For the past six months, since leaving public office, the individual in question has been one of numerous subjects of a politically-driven media campaign alleging misappropriation of public funds. Aware of this issue in advance, I had specifically confirmed with his Mexican counsel before crossing into the US that there were no outstanding arrest warrants or convictions which could prevent his US entry…absence of any warrants or charges in Mexico was verified on the evening before into the U.S. (Under Mexico, btw, as in the US, the law presumes a person innocent until proven guilty in a court of law via a fair trial.) After our EB-5 visits in Southern Texas, the prospective EB-5 investor intended to continue his travel in the US to visit his child who is attending school in valid F-1 status, spending Father’s Day there. I had been previously told that his considering an EB-5 came at the behest of his family, increasingly concerned for his welfare and safety given the situation in Mexico. With the endemic violence, kidnappings, and corrupt political persecution, which is sending thousands of Mexicans northward (and EB-5 lawyers like me southward), immigrating to the U.S. is a very attractive option.
After several heated exchanges where at one point a CBP Supervisor to my face flatly denied the man had even asked for political asylum(!), MY U.S. passport was demanded, taken and photocopied; our Mexican taxi driver was ordered out of the van, the vehicle was driven off without explanation by a CBP officer, and when it returned awhile later, our briefcases and computers had been rifled through and luggage was torn apart in a search that yielded nothing but EB-5 Regional Center marketing pamphlets.
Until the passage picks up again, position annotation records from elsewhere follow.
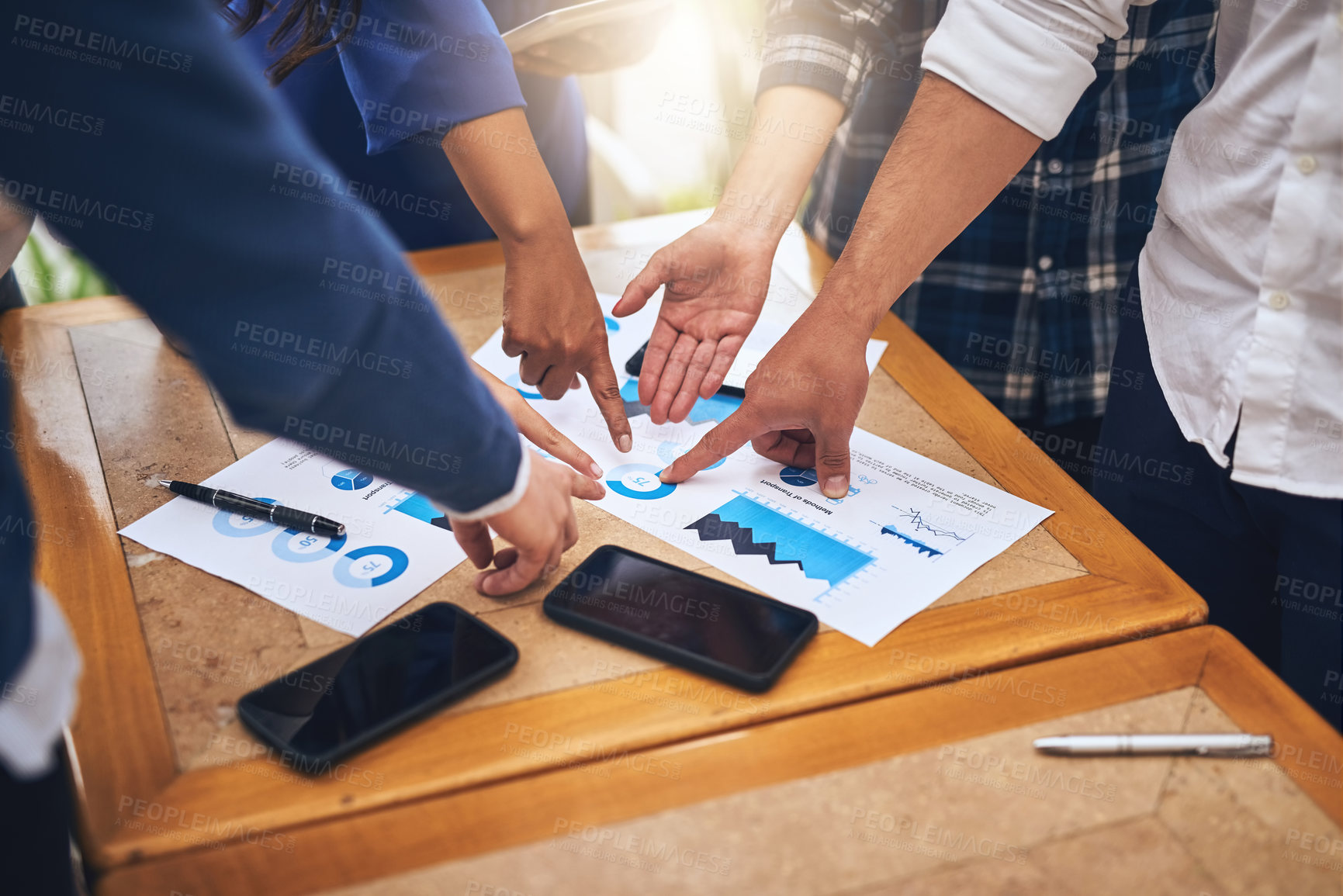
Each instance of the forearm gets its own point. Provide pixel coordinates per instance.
(790, 132)
(950, 159)
(499, 164)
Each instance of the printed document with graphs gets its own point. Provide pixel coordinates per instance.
(396, 543)
(907, 534)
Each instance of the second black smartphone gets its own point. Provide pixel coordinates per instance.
(369, 688)
(718, 631)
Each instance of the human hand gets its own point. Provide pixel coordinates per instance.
(801, 406)
(538, 430)
(540, 528)
(716, 281)
(552, 320)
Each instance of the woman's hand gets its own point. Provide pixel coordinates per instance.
(538, 431)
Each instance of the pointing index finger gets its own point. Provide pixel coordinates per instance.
(718, 442)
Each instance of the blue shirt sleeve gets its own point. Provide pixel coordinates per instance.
(194, 192)
(418, 67)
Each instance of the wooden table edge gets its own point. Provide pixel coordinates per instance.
(485, 818)
(1190, 611)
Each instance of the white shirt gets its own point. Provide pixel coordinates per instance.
(1243, 273)
(40, 697)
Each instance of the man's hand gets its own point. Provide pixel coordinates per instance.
(716, 281)
(538, 430)
(540, 527)
(801, 406)
(551, 317)
(552, 320)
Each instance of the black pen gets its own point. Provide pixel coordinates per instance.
(277, 514)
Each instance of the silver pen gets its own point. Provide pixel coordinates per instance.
(1157, 745)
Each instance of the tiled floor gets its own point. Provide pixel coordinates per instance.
(985, 815)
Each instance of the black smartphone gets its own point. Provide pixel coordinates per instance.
(683, 617)
(635, 365)
(348, 699)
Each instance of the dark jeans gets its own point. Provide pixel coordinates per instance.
(35, 835)
(1268, 563)
(1069, 445)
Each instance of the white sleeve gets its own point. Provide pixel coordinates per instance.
(42, 697)
(1029, 60)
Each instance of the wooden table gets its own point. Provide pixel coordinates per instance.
(939, 793)
(104, 407)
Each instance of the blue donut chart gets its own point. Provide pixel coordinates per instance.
(344, 570)
(351, 480)
(223, 523)
(525, 391)
(279, 547)
(639, 481)
(798, 476)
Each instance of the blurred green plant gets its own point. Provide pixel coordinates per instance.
(49, 272)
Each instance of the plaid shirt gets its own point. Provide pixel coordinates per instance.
(1026, 301)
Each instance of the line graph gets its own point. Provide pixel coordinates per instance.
(759, 527)
(927, 538)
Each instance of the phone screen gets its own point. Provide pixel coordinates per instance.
(657, 604)
(347, 697)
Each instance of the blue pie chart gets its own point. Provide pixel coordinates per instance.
(371, 567)
(798, 476)
(351, 480)
(305, 547)
(639, 481)
(523, 389)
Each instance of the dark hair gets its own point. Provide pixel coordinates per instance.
(304, 31)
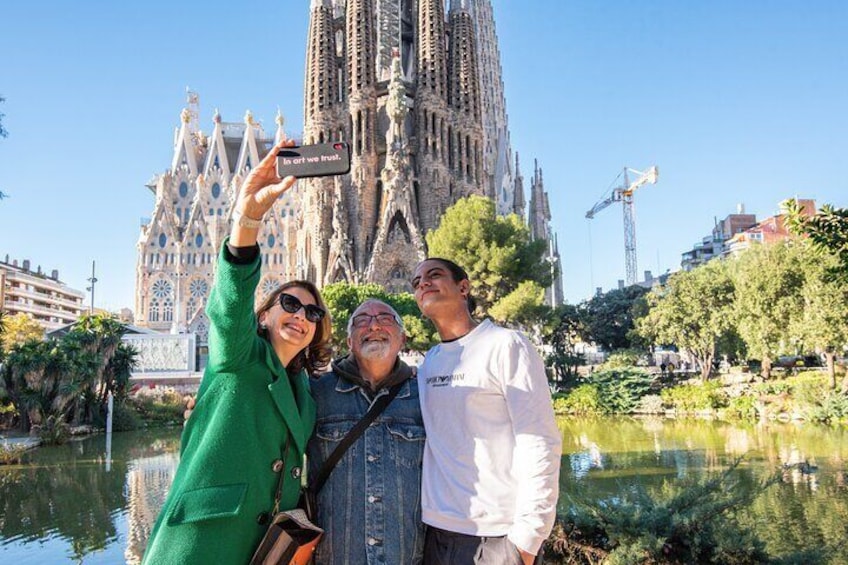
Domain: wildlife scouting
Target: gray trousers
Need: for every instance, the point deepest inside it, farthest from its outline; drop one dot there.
(450, 548)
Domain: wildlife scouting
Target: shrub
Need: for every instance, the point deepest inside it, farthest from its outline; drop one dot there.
(830, 408)
(650, 404)
(690, 521)
(743, 407)
(623, 359)
(163, 408)
(125, 418)
(53, 431)
(620, 390)
(694, 397)
(12, 454)
(585, 399)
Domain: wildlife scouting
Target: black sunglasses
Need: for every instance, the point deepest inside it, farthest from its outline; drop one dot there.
(291, 304)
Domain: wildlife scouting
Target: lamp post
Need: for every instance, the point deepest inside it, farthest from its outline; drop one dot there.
(92, 280)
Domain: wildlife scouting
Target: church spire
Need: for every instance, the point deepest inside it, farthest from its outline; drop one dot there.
(432, 56)
(463, 78)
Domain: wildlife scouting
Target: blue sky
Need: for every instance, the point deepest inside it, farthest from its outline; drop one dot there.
(735, 102)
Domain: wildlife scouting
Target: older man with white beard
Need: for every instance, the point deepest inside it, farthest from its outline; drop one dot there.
(370, 506)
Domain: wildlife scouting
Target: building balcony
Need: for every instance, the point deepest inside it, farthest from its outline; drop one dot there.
(68, 301)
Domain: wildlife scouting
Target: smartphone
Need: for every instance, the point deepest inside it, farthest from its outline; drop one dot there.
(319, 160)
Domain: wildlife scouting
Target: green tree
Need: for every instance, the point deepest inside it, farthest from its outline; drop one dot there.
(824, 322)
(342, 298)
(608, 318)
(496, 251)
(562, 336)
(524, 307)
(828, 230)
(69, 375)
(18, 329)
(693, 310)
(769, 280)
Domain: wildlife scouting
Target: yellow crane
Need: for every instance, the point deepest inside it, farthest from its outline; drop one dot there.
(624, 194)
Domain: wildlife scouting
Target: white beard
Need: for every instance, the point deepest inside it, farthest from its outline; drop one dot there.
(375, 349)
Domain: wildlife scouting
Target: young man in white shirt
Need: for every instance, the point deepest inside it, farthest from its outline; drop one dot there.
(492, 456)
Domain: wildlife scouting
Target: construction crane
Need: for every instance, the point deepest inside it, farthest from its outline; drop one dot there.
(624, 194)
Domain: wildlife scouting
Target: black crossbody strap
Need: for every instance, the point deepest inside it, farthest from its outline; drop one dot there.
(375, 410)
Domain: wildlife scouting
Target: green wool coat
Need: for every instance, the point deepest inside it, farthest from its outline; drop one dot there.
(248, 410)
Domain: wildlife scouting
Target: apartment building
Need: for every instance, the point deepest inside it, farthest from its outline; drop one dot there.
(43, 297)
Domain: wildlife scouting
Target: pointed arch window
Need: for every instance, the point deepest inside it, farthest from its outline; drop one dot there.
(161, 301)
(269, 285)
(198, 290)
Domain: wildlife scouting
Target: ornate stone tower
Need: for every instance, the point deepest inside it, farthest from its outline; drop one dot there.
(400, 82)
(178, 245)
(417, 93)
(539, 220)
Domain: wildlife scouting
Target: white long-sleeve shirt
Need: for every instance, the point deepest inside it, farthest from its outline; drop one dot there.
(492, 456)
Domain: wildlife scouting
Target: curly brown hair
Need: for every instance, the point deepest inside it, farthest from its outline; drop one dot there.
(316, 356)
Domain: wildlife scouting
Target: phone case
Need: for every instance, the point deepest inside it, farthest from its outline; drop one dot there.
(319, 160)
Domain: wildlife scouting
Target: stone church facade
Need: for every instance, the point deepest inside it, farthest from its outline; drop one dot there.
(416, 91)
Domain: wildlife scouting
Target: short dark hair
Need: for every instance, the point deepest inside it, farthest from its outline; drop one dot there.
(315, 356)
(458, 274)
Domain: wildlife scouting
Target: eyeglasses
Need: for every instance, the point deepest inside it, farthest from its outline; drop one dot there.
(291, 304)
(383, 319)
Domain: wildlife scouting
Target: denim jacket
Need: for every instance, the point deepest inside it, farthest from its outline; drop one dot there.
(370, 506)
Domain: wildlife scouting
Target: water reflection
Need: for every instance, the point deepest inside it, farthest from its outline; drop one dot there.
(806, 510)
(65, 506)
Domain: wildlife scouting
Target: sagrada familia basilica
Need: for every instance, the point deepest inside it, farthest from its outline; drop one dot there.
(417, 93)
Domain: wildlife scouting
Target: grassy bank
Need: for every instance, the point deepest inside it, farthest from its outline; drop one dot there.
(806, 396)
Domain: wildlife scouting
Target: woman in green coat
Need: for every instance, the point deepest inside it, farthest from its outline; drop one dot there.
(253, 415)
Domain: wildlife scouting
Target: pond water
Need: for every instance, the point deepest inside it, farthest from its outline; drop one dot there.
(76, 504)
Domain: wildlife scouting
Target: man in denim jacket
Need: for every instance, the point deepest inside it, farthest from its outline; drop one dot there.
(370, 506)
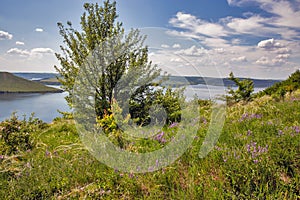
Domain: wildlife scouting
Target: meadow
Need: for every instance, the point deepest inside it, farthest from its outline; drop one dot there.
(256, 157)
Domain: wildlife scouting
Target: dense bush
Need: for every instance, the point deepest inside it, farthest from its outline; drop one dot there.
(15, 134)
(278, 90)
(244, 91)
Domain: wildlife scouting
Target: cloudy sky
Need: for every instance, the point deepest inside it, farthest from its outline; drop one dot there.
(252, 38)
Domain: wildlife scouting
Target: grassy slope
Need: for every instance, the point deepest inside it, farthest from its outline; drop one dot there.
(11, 83)
(257, 157)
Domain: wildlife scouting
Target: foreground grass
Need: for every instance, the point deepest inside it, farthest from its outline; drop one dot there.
(257, 157)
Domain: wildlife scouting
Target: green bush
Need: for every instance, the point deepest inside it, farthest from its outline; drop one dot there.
(15, 134)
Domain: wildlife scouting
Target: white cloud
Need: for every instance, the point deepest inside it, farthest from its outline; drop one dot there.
(197, 26)
(249, 25)
(165, 46)
(20, 43)
(19, 52)
(39, 30)
(239, 59)
(283, 56)
(42, 50)
(176, 46)
(30, 53)
(5, 35)
(175, 60)
(269, 44)
(192, 51)
(283, 51)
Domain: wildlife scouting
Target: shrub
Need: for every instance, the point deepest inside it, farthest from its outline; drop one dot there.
(16, 135)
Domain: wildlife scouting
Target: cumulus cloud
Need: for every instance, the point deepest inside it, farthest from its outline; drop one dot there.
(39, 30)
(229, 41)
(176, 46)
(197, 26)
(28, 53)
(239, 59)
(283, 51)
(165, 46)
(5, 35)
(269, 44)
(192, 51)
(20, 43)
(42, 50)
(19, 52)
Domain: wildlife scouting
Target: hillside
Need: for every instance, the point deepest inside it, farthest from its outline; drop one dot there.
(11, 83)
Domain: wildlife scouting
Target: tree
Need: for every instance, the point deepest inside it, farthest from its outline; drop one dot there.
(100, 28)
(244, 91)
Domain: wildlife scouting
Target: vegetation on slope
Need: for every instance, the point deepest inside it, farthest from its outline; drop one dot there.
(256, 157)
(12, 83)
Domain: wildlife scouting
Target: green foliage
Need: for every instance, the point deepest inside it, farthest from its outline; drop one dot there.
(16, 135)
(244, 91)
(100, 28)
(164, 104)
(256, 157)
(280, 89)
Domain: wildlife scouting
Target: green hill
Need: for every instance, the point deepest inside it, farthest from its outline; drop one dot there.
(10, 83)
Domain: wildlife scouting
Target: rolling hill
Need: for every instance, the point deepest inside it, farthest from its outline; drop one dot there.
(10, 83)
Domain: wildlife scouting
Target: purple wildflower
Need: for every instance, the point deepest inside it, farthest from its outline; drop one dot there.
(174, 124)
(47, 153)
(296, 129)
(160, 138)
(249, 133)
(130, 175)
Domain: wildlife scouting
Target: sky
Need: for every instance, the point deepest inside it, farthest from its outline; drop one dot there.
(251, 38)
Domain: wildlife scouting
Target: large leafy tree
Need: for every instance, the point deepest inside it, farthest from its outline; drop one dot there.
(99, 25)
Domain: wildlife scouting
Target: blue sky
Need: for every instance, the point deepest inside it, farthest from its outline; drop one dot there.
(252, 38)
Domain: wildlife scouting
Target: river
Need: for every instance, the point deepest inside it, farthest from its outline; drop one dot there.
(46, 106)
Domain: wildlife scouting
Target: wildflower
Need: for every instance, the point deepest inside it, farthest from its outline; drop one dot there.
(296, 129)
(249, 133)
(47, 153)
(130, 175)
(28, 165)
(174, 124)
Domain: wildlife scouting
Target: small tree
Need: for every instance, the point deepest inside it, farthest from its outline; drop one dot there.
(99, 25)
(244, 91)
(111, 63)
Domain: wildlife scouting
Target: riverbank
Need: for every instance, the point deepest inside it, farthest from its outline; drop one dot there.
(256, 156)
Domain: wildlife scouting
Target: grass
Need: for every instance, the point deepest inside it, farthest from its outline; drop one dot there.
(256, 157)
(11, 83)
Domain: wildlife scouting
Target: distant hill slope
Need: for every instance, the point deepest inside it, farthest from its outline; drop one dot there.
(12, 83)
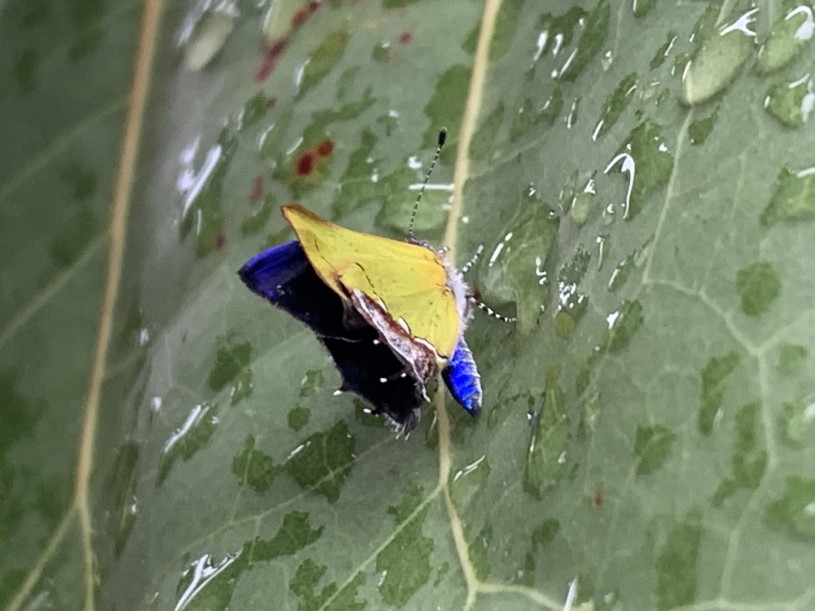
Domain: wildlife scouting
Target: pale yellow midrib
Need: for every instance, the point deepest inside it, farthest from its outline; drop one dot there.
(460, 174)
(80, 506)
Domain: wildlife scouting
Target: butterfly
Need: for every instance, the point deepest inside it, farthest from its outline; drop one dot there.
(391, 313)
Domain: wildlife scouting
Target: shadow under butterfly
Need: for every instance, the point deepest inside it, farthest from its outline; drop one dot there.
(391, 313)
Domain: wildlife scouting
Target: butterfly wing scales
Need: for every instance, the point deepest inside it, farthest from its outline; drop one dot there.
(284, 277)
(409, 279)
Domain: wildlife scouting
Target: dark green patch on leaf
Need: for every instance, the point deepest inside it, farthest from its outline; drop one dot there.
(231, 366)
(543, 534)
(621, 273)
(793, 199)
(323, 461)
(253, 467)
(791, 358)
(25, 71)
(256, 220)
(797, 419)
(677, 564)
(700, 129)
(81, 180)
(749, 461)
(758, 286)
(643, 7)
(785, 101)
(792, 510)
(323, 59)
(444, 106)
(20, 415)
(405, 562)
(653, 446)
(412, 497)
(646, 144)
(253, 110)
(479, 548)
(294, 534)
(714, 385)
(304, 584)
(591, 40)
(299, 417)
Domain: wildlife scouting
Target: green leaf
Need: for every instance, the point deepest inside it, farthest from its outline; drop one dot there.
(640, 179)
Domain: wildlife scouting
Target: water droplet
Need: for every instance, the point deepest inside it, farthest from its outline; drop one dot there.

As I desperately tried on my cell phone outside of the CBP office (on US soil) to find a local deportation attorney (since I know zero about deportation law) or reach the Port Director’s emergency contact number, I was stopped from using my phone three times by three different CBP officers brandishing large automatic weapons. I asked them:
“Are you REALLY preventing a U.S. attorney from using a phone on U.S. soil outside of CBP offices??”
The answer, though unspoken, was a definitive “yes”, and after the third ICE actually cocked his rifle, I put the phone away. I can honestly say that in 26 years of working as an immigration attorney in both the U.S. government and in private practice, I have never witnessed a more flagrant and shameless abuse of the US Constitution. In fact, the only other time I’ve been threatened at gunpoint was in Africa in Equatorial Guinea…by their customs officers, ironically enough.
Illegal CBP Deportation Gets 22 Year Old Woman Killed
If, on the one hand, our prospective EB-5 investor is unharmed and given a fair trial in Mexico (and irrespective of whether he is found innocent or guilty of financial irregularities), then CBP is accountable for policy violations, civil rights violations, and of violating the fundamental due process rights as guaranteed by the U.S. Constitution and those responsible should be held accountable. In the recent case involving a border CBP officer who sexually assaulted a number of women, this is what the DOJ had to say:
“We will not tolerate law enforcement officers engaging in this behavior with institutionalized persons,” said Thomas E. Perez, Assistant Attorney General for the Civil Rights Division. “The Justice Department will continue to hold accountable individuals who abuse their position and authority in this manner.”
Let’s hope so. Because if, on the other hand, this man, who has not been charged with any crime whatsoever, is physically harmed in Mexico, his blood will be on the hands of those U.S. officials who willfully said “the hell with the Constitution and Due Process” during this most ugly week on the border.